The company’s shares took a beating earlier this month on the firm’s guidance for this year’s performance. Shares in Alteryx (NYSE: AYX) sank more than 7% in after-hours trading on Feb. 9 immediately following the fourth-quarter earnings release, and closed down 11% for the week.
Shares for the company are off a little more than 20% from a year ago. Alteryx, Orange County’s most valuable publicly traded software company, counts a market value of nearly $8 billion.
Anderson takes the latest hit from Wall Street in stride and says the company is aiming for “long-term value well beyond the end of this year.”
“We’ve got to put our heads down and execute,” Anderson told the Business Journal the day after the earnings release. “We’ve kind of lowered expectations.

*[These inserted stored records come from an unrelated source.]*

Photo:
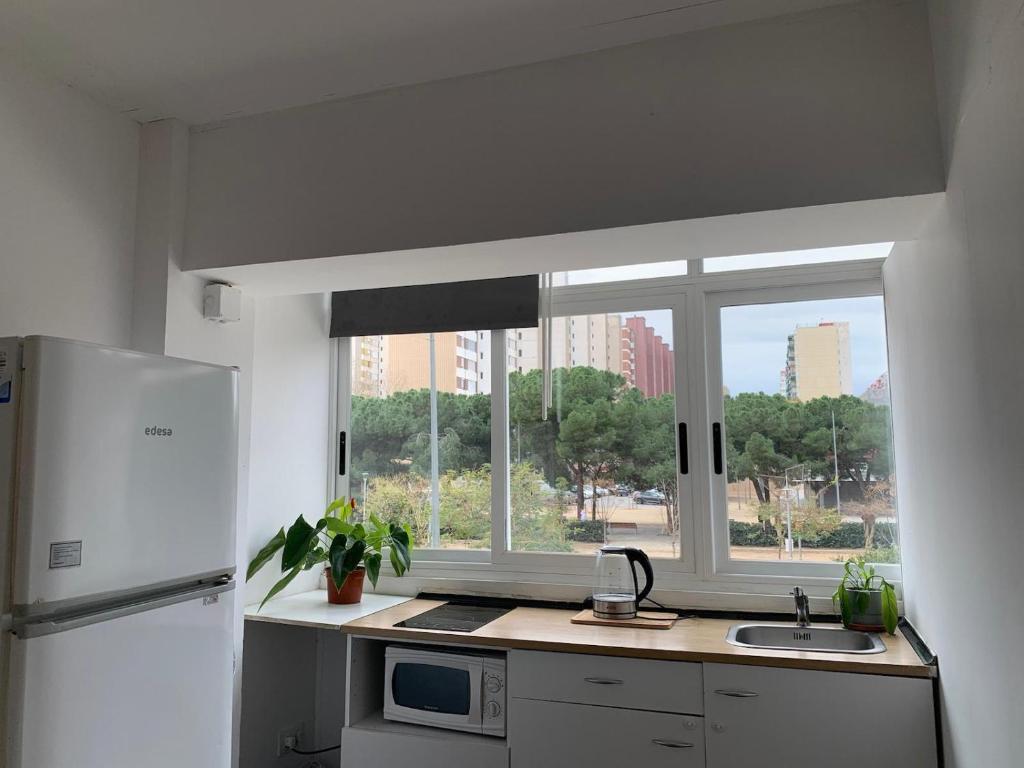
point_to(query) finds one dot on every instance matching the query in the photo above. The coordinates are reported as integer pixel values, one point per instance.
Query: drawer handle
(671, 744)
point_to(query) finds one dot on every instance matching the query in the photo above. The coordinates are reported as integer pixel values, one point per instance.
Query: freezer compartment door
(153, 688)
(126, 473)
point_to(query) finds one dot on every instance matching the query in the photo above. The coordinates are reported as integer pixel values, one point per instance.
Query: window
(642, 376)
(601, 468)
(420, 451)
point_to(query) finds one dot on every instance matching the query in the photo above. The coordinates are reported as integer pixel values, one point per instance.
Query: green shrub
(846, 536)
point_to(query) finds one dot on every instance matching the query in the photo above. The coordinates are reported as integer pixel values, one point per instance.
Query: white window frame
(715, 302)
(704, 576)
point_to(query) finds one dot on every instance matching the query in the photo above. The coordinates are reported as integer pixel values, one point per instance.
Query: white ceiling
(203, 60)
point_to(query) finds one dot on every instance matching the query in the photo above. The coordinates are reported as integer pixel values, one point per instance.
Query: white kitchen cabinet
(554, 734)
(606, 681)
(760, 716)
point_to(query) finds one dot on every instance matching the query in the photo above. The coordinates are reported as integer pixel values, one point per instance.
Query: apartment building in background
(817, 363)
(628, 346)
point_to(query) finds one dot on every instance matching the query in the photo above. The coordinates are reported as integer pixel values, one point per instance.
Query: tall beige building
(457, 361)
(817, 361)
(368, 367)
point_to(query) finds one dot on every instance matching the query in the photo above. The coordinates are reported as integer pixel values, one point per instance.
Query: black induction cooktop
(455, 617)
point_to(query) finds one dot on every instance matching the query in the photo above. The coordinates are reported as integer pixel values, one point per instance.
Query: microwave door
(434, 690)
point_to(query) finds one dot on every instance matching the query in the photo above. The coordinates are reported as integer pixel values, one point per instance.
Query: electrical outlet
(288, 739)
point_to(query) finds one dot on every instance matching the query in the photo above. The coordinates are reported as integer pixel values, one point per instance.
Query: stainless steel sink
(817, 639)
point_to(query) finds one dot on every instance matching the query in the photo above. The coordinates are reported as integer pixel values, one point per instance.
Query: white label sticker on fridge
(66, 554)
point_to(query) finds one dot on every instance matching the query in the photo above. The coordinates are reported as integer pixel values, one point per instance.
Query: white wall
(288, 477)
(827, 107)
(68, 174)
(291, 426)
(957, 372)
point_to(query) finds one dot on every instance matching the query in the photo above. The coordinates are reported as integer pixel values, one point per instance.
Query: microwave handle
(389, 665)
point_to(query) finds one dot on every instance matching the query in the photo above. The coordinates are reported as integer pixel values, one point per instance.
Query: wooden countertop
(689, 640)
(312, 609)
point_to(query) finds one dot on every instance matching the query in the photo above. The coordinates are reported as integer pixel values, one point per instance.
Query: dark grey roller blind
(470, 305)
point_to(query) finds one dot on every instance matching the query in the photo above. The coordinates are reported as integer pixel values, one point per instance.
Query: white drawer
(391, 745)
(607, 681)
(550, 734)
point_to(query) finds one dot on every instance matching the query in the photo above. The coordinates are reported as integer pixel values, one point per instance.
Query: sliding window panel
(800, 442)
(603, 465)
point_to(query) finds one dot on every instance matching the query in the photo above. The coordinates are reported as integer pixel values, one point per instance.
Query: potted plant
(866, 600)
(348, 551)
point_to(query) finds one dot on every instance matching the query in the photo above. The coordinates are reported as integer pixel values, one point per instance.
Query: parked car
(587, 492)
(651, 496)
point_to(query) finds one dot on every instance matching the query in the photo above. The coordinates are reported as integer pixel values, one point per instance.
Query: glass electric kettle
(616, 594)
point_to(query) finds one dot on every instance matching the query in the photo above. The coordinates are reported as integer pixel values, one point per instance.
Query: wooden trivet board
(645, 620)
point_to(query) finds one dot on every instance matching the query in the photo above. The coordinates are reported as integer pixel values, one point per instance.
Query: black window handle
(341, 453)
(716, 441)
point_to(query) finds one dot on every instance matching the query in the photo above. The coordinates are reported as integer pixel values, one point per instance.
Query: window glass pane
(602, 467)
(794, 258)
(806, 400)
(393, 444)
(612, 273)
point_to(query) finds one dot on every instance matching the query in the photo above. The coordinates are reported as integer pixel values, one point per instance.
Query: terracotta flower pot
(351, 590)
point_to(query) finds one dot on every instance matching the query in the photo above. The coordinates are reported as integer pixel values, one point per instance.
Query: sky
(754, 338)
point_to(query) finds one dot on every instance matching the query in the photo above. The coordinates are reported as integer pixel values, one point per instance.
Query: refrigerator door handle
(54, 625)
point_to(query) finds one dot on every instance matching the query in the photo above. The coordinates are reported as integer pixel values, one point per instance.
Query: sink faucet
(803, 607)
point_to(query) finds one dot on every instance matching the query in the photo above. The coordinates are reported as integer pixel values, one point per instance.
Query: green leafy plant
(853, 593)
(336, 541)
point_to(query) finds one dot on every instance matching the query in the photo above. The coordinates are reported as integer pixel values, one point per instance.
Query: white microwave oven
(460, 691)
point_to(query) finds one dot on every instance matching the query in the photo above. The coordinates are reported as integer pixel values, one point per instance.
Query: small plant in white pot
(865, 600)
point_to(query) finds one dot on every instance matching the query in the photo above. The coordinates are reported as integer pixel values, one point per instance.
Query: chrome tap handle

Now we’ve got to go meet or beat those expectations and just do a great job with customers.”
Anderson says he is looking for a “good strong FY21” after the company “guided down in Q1 and that stair-stepped Q2, Q3 and Q4 down accordingly.”
Q4 Revenue Up 3%
Alteryx forecast first-quarter revenue of $104 million to $107 million, which would be below the $108.8 million registered in the same three-month period of 2020.

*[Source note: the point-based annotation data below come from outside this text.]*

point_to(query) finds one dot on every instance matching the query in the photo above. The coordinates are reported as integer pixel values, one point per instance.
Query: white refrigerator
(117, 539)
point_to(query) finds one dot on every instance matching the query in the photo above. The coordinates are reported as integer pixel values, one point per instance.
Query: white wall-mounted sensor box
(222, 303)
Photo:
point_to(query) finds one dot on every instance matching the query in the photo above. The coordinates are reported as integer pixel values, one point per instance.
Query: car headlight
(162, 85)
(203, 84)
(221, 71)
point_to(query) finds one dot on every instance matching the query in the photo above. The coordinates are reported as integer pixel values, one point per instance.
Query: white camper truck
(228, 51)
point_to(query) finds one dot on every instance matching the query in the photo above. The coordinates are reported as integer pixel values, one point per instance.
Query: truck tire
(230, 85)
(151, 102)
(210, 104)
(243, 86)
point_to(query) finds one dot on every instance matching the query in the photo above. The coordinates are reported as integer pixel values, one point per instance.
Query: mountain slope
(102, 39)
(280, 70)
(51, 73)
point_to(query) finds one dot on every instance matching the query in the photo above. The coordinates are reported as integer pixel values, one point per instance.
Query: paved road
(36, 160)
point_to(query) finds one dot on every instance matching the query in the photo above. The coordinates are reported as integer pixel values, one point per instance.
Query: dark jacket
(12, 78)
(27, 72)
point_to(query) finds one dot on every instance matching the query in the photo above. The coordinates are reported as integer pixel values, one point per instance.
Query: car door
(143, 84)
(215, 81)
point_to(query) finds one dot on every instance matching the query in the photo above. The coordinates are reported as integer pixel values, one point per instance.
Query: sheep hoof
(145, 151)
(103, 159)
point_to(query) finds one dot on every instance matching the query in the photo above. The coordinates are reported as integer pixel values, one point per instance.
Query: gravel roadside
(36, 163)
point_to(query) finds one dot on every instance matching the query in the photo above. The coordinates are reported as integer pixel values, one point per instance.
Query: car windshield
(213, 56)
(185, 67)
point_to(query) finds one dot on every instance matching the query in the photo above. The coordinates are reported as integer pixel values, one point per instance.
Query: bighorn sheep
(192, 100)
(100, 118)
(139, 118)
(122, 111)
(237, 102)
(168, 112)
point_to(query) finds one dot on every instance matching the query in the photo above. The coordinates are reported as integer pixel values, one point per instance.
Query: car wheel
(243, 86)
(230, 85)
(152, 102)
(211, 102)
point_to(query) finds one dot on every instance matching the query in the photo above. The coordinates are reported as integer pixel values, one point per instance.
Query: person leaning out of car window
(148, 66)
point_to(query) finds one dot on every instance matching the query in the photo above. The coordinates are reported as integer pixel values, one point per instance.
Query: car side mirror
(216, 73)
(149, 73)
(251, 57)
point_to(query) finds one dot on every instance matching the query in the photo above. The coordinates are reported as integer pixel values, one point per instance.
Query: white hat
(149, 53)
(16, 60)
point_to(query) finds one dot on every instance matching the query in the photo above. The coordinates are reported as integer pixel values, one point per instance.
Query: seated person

Still, fourth quarter and annual revenue remained strong—$160.5 million, an increase of 3% over the previous year, while the full year was up 19% over 2019.
The company previously had been growing more than 50% annually.
Alteryx products let companies manipulate huge amounts of data to find insights for business decisions, a market that Anderson sees growing to “hundreds of billions of dollars” in a year or two.
As of Dec. 31, the company had approximately 7,100 customers in more than 90 countries, including over 760 of the Global 2000. Customers include Anheuser Busch, Daimler, Netflix, Pfizer, Visa and L’Oreal USA.
Alteryx in its 10-K annual report issued Feb. 12 said that “in 2021, we expect to continue to expand our operations and headcount and we anticipate that further significant expansion will be required in the future.”
“I think people certainly understand and I think they’re very optimistic about the changes that we’re making,” Anderson said.
Employee Increase
“We expect 2021 will be a year of transformation for Alteryx,” according to Anderson.
The company reported that the number of employees rose to 1,469 as of the end of last year, an increase of almost 14% over 2019.
“In light of the COVID-19 pandemic, our global hiring and expansion plans temporarily ceased or significantly slowed in 2020,” the company said in its annual report.
Anderson is optimistic as he looks ahead.
“I’m quite happy with the way things are going. We’ve done a lot of hiring in the last quarter. We’ve done a lot of planning,” he said.
Anderson is looking forward to an analyst and investor day in early June where he can showcase the company’s executive team, including Suresh Vittal, the newly appointed chief product officer. Vittal had been serving most recently serving as senior vice president for platform and products at software company Adobe.
Anderson himself took over the CEO role from co-founder and current executive chairman Dean Stoecker in October.
Alteryx is moving crosstown in Irvine to the Spectrum Terrace development, and Anderson said the shift is going “really well.”
The move has dragged on longer than expected due to the pandemic and should be completed by September. Alteryx is in the process of deciding on work-from-home policies, with many employees likely to be allowed to split their work days between home and office.